Cooper's experience illustrates what Carlock considers to be the central concern of a family business – negotiating the inevitable crossover between family life and the business. Carlock believes that through education, families can juggle the two entities successfully.
"The basic issue is an overlap of your family system and your business system," he says. "You have a lot of issues where the values of the family don't apply to the business and the values of the business don't apply to the family."
Carlock believes a good Family Business MBA teaches students how to deal with both. "We plan for the family and business in parallel. What happens too often is that the business has reached a very high level but nothing has been done for the family, with no provision for the ownership or the next generation and no family meetings. Generally it's the family that starts to be the area of conflict, not the business."
However, Carlock is not convinced that an MBA that focuses on family businesses alone is the best choice. "I'm very concerned about any course of study, including an MBA, that's overly specialised. The most important thing to learn in any business graduate programme is how to think, plan and problem solve in many different situations.
"I think you lose something if everything is about family business rather than being related to the larger world," he adds. "On top of that, your customers and suppliers are not always going to be family businesses and I think it is best to understand how those businesses work."
This view is shared by George Morris, chairman of Morris and Spottiswood, who considers a better option to be an MBA that has a component of family business.
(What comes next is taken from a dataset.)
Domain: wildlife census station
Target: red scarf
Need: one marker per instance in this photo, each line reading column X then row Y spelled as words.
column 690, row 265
Morris has overseen the rapid growth of the business established by his grandfather. It now has a turnover of £130 million and was voted 46th in a British newspaper's 100 Best Companies To Work For list in 2006.
"I'm not sure that I would have been interested in a specific Family Business MBA because I think the benefit of an MBA is that it is quite general," he says. "If it was one of the topics on offer, I would have probably taken it. I think if you are choosing a business school, you should choose one with a reputation for good teaching."
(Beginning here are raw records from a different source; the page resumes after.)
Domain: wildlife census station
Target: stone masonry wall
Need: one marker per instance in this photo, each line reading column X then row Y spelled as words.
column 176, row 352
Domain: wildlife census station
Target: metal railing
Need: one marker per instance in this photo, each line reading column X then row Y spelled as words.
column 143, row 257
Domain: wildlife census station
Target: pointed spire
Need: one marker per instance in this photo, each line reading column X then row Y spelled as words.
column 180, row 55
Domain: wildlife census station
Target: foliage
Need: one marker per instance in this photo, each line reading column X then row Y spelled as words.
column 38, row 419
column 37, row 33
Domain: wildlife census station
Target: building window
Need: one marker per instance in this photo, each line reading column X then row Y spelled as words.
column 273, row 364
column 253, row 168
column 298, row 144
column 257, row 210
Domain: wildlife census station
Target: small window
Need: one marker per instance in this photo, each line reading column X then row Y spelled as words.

Mr Morris, who studied for his MBA in Melbourne in 1995, did so to smooth the transition from being a corporate lawyer to working in his father's fit-out and facilities management company. He admits that the MBA he studied probably didn't prepare him completely for taking over the family business, but does not know what else he could have done.
"I think the purpose of an MBA is to take specialists and give them that rounded knowledge to let them see what is happening in other areas of the business," he says.
However, Ward disagrees that the Family Business MBA is an any less valid course of study than a traditional qualification: "What people need to understand is that to use the title MBA you have to cover the same range of functional aspects of a standard MBA programme. It simply contextualises the MBA within a family business framework."
Roger Crockford, chartered financial planner with Financial Connections Wealth Management, is currently studying towards his Family Business MBA. Like Ward, he does not consider the MBA to be too family business specific. Crockford, who wants to be able to offer financial advice to family businesses on completion of his course, says that the core subject matter of the Family Business MBA is the same core subject matter of a regular MBA, with two components specific to family businesses.
"The biggest difference is that all of the other students in the second cohort were members of family businesses," he explains. "When the lecturers taught on the generic MBA subjects, the discussions of the students brought the subject round to the application within the family business."
"I think it could be described as an MBA with a family business twist rather than as a purely Family Business MBA."